Published on-line on the Crikey website, 26 August 2008.
Saturday’s Sydney Morning Herald article (http://www.smh.com.au/news/national/the-boomerang-train/2008/08/22/1219262525226.html) on Western FastRail (WFR) by Linton Besser is inaccurate, dishonest, and poor journalism. And it ignores a key point: the WFR consortium proposes that any high-speed link to western Sydney be competitively tendered.
Some factual inaccuracies: my business partner, Shane Geha, was never married to Catherine Harding (this was corrected in today’s paper). I do not own the Allied Mills site at Summer Hill; superannuation fund investors do. EG Funds Management, which I chair, manages that investment. I am not involved in any property investments in Parramatta or further west, nor do I have any personal property investments that stand to benefit from the construction of any such link. Peter Hicks, whilst in government, was never involved in the assessment of the then Lend Lease proposal for Western line rail improvements.

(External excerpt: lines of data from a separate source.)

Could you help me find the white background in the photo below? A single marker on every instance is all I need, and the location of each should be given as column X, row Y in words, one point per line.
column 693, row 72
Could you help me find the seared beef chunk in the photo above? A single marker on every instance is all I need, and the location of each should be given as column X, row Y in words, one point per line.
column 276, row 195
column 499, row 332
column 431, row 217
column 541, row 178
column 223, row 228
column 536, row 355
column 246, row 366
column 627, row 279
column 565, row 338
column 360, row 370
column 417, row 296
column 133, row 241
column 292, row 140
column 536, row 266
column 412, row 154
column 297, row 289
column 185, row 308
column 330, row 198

It would have been nice to be asked about the WFR proposal, its merits, what has changed since we started. I asked to meet Mr Besser to discuss such matters. He was only interested in “an interpretation of the people involved and their connections” as he put it to me on Thursday. This is not transport reporting, it is character assassination – together with sneers and half-baked “join the dots” connections that are indicative of a low interest in the facts.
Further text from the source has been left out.